- DVD cover
- Directed by: Paul Howard Allen
- Written by: Paul Howard Allen
- Produced by: Vivien Müller-Rommel
- Starring: Jamie Kristian; Amy Morgan; Gareth Aldon; Kimberley Wintle;
- Cinematography: Nicolas Booth
- Edited by: Matt Freeth
- Production company: 33Story Productions
- Distributed by: 2D Cinema
- Release dates: 17 April 2010 (Atlanta Film Festival); 24 September 2010 (United Kingdom; DVD);
- Running time: 80 minutes
- Country: United Kingdom
- Language: English

= Big Font. Large Spacing =

Big Font. Large Spacing is a 2010 British comedy film directed by Paul Howard Allen.

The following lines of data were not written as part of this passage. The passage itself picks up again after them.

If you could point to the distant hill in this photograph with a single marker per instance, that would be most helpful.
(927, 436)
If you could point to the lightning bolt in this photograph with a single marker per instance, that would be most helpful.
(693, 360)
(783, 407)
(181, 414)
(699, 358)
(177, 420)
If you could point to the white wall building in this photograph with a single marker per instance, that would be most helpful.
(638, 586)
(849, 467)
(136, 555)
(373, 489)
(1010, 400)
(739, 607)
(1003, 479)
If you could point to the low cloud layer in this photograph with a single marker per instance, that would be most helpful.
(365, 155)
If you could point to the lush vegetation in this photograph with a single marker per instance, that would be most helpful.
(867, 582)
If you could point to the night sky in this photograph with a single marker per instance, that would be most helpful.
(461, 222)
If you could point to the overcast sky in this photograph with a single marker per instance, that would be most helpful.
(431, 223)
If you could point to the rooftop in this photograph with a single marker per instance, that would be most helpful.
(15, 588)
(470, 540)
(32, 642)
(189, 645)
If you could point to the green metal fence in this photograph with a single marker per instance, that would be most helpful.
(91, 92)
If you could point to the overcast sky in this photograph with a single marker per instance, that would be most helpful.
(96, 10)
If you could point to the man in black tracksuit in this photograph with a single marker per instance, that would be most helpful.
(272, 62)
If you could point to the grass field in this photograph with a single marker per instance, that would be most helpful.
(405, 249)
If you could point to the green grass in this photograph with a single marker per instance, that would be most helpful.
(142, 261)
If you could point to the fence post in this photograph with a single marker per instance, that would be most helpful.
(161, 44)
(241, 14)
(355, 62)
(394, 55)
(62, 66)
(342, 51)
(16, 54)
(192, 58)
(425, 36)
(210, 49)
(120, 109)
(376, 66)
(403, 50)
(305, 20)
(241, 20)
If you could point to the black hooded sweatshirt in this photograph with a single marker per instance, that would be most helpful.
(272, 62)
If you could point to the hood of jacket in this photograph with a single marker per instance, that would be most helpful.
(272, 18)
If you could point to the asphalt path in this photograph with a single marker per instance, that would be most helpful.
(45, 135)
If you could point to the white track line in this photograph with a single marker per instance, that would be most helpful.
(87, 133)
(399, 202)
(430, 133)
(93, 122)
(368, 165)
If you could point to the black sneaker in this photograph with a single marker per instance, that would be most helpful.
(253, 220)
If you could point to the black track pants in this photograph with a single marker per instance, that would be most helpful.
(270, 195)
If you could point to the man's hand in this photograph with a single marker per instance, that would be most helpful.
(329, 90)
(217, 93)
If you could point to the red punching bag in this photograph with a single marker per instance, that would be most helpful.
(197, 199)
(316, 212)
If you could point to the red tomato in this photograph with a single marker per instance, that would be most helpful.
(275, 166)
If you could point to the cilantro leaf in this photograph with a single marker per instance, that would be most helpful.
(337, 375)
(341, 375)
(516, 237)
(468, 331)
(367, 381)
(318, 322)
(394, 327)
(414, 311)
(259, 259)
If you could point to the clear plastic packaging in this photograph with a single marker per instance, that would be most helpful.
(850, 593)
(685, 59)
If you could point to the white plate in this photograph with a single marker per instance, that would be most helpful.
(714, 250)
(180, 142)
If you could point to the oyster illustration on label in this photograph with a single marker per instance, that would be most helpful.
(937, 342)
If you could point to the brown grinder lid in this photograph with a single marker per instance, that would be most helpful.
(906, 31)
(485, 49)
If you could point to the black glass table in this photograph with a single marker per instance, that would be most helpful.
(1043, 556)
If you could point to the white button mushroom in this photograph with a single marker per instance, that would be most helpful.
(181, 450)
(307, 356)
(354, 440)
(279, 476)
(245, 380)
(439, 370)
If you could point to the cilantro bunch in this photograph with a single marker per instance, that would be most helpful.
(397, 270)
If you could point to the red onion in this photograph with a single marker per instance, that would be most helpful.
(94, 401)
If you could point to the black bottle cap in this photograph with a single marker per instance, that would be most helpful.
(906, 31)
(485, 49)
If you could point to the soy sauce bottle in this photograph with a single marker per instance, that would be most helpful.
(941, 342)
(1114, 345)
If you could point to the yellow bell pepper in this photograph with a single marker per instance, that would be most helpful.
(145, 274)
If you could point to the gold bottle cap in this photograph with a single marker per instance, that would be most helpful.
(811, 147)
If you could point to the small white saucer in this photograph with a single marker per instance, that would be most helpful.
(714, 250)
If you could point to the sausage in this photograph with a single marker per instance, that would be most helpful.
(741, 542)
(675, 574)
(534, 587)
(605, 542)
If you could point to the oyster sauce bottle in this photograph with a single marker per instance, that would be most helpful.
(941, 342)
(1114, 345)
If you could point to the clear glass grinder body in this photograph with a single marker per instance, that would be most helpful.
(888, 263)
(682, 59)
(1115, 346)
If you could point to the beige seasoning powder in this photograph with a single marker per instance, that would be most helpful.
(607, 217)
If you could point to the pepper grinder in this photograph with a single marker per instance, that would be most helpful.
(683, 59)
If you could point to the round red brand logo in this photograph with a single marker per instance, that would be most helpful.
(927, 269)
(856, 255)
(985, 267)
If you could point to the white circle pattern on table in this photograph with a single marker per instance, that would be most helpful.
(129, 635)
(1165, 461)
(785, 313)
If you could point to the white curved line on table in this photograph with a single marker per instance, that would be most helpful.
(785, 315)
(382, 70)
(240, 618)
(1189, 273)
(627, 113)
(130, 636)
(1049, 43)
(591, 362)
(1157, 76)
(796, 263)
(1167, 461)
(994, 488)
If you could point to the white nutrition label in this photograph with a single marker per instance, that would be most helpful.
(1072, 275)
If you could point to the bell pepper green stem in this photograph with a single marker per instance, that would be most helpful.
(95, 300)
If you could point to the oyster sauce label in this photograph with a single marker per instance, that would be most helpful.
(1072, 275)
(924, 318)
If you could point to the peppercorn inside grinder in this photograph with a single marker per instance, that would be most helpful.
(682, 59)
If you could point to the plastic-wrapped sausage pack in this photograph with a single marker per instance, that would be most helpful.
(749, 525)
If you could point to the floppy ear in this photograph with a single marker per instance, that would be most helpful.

Set in Cardiff, the film tells the story of a night in the life of two psychology students who find out that the term's major essay is due in the next morning. The film was toured around British universities on a touring cinema over three years during the freshers week period.

==Cast==
- Jamie Kristian as Tom
- Amy Morgan as Sarah
- Gareth Aldon as Steve
- Kimberley Wintle as Debbie

==Production==
The film was produced by 33Story Productions and Boomerang, both Cardiff-based television/film production companies. Principal photography took place over three weeks in December 2008.

==Release==
The film premiered at the Atlanta Film Festival on 17 April 2010. It was then taken around universities during the September/October freshers week period by the film makers themselves over a three-year period. On 24 September 2010, the film was released on DVD in the United Kingdom.